I am back to being Trauma chief again. So far, it has been fairly light duty as I discharged my last patient from the hospital on Thursday evening.

The Memorial Day holiday brought some trauma on Saturday before the Monday holiday because many folks started drinkning alcohol and driving early. By 1pm we were up to our neck in trauma alerts. Most of these folks turned out to be less seriously injured than first thought.

Again, I was able to discharge the last of my Memorial Day trauma patients to rehab and settle into the first week of June. I have no doubt that the numbers will start to climb as the weather get warmer.

Here in Cleveland, alcohol, guns, automobiles and motorcycles make for a lethal mix. We have a huge drinking and drugging population that will wind up in my trauma bay. We also have police, just as in most places, that are quick to shoot and ask questions later. The criminals are painting their handguns to look like toy guns so that the police end up shot in the face. I cannot fault them for defending themselves but the last facial gunshot woond that I took care of was 10 hours worth of surgery.

I hated to leave my Vascular service but I will go through this one for a portion of the month. I am just not much of a Trauma surgeon as most trauma is blunt these days. If a surgeon does not operate, there is not much fun. Much of what I do as Trauma chief is disposition i.e. to rehab, to home etc.


Thanks for the updates, Natalie. I’m very interested in learning more about surgery, and in particular trauma.

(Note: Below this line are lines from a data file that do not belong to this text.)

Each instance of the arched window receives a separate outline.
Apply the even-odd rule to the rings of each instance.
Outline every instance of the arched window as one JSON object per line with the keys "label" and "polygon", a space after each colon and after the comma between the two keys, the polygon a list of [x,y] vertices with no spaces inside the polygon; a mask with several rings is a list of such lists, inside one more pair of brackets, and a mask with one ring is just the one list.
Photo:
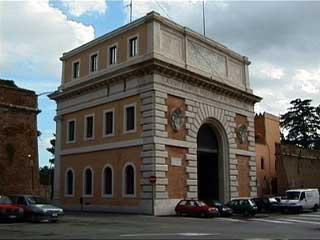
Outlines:
{"label": "arched window", "polygon": [[74,195],[74,172],[72,169],[67,170],[65,178],[65,194]]}
{"label": "arched window", "polygon": [[134,165],[127,164],[124,168],[124,194],[125,196],[135,196],[135,169]]}
{"label": "arched window", "polygon": [[102,174],[102,194],[111,197],[113,192],[112,167],[106,166]]}
{"label": "arched window", "polygon": [[86,168],[84,170],[84,195],[92,196],[93,195],[93,173],[91,168]]}

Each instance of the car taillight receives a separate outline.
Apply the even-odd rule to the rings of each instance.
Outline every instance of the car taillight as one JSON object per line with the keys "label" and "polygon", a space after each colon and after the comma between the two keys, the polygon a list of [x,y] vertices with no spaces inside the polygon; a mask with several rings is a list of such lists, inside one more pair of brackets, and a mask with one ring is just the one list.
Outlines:
{"label": "car taillight", "polygon": [[23,208],[19,208],[19,213],[23,213]]}
{"label": "car taillight", "polygon": [[0,209],[0,213],[6,213],[6,209]]}

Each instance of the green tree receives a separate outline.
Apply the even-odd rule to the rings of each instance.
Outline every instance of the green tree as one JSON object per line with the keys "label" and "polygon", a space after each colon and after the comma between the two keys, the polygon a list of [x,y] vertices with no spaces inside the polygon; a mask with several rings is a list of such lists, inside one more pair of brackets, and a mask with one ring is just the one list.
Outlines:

You’re not the first I’ve heard say that trauma surgery is changing - less surgery, and more rehab, occupational, etc. Would you be able to elaborate more on that, and what a “typical” (if such a thing exists) day for you would be like?

Thanks! I look forward to hearing you in DC

Hi there,

My typical day: If I am not on call, I get to the hosptal at 5:30AM. The first thing I do is get report from the overnight team as to whether they have admitted any patients to my service and what the status of those patients. In general,if a patient has been addmitted, I need to know the results of the primary and first secondary survey; what consultants have seen the patients (ortho, neurosurgery, ENT, Oral-maxillo facial, plastics) and when the repeat secondary survey needs to be done. If the patient is in the ICU, they are my reponsibility. If they are on the floor, the intern will follow up on all studie, and report to me. Together, we will set the plan for the patient, I will round with the intern and see the patient and then it will be up to the intern to get the plans carried out.

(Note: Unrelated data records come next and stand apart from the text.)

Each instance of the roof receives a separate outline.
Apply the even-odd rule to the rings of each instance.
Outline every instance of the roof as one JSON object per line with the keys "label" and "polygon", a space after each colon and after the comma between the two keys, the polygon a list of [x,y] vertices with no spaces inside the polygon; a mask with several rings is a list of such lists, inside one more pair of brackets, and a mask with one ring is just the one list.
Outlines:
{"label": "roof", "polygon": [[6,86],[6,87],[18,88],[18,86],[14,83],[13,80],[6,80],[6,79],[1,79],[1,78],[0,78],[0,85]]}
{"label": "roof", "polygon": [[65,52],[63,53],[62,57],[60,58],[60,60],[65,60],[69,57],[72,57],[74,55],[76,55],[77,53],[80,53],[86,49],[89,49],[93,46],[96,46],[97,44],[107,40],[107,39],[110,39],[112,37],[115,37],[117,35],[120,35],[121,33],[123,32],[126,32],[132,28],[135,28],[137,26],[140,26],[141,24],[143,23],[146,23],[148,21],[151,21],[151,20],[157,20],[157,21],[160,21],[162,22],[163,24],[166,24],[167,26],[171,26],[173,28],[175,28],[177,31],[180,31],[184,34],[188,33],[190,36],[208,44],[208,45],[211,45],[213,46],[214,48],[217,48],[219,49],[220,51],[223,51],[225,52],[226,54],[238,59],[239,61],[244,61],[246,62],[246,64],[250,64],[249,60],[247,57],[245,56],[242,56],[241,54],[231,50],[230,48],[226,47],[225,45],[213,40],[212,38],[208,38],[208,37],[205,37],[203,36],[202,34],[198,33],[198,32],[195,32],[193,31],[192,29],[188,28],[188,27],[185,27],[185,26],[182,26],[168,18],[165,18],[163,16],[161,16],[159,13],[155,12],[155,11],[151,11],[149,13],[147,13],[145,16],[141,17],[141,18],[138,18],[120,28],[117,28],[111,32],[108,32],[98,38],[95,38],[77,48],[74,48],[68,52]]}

If the patient is in the ICU, I review all studies, speak with all consultants and plan the care myself. If there is surgery to be done,I will do it.

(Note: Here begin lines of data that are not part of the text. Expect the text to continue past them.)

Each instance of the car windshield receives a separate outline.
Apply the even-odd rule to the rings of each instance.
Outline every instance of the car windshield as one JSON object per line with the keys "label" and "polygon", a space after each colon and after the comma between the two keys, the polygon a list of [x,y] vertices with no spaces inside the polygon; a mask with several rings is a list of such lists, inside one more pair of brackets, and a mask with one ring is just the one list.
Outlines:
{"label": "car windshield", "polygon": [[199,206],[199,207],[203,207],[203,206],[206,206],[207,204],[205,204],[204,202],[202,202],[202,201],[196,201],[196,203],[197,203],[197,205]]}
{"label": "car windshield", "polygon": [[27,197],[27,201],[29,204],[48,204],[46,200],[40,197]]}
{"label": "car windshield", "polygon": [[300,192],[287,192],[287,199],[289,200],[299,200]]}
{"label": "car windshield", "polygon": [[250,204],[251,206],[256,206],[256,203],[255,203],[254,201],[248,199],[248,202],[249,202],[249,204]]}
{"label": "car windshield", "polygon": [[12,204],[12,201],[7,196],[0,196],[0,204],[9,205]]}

If there are no new patients, we do the same things for our established patients. Round, write notes, plan for discharge and studies, make sure plans are done. I then speak with my trauma attendings letting them know the status of their patients and the plans. I also work with the critical care attendings to make sure that the critical care patients are taken care of.

If I am on call, I cover the ICU and traumas only. If not, I leave the hospital after signing out at 5pm and finishing my duties. I do not sign out anything except to late lab checks or radiograph checks. If I am on call, I am the first to see all trauma patients or trauma consults (the patient fell and are not serious enough for a trauma alert). During the day, it is up to me or another senior resident to make sure that all trauma patients are taken care of during trauma alerts. This means evaluation and emergency treatment. The ED docs usually assist us but running the trauma belongs to us and the trauma surgeon.

Most trauma today is blunt or non-operative. The split at most places is about 80% blunt and 20% operative (could be ortho or neuro). In urban area, the percentage of penetrating trauma is a bit higher but not significantly so. If there is a burn unit, the burn surgeons take care of these patients during the day and trauma service during the night.

Except for the burns, trauma is not that much fun for me.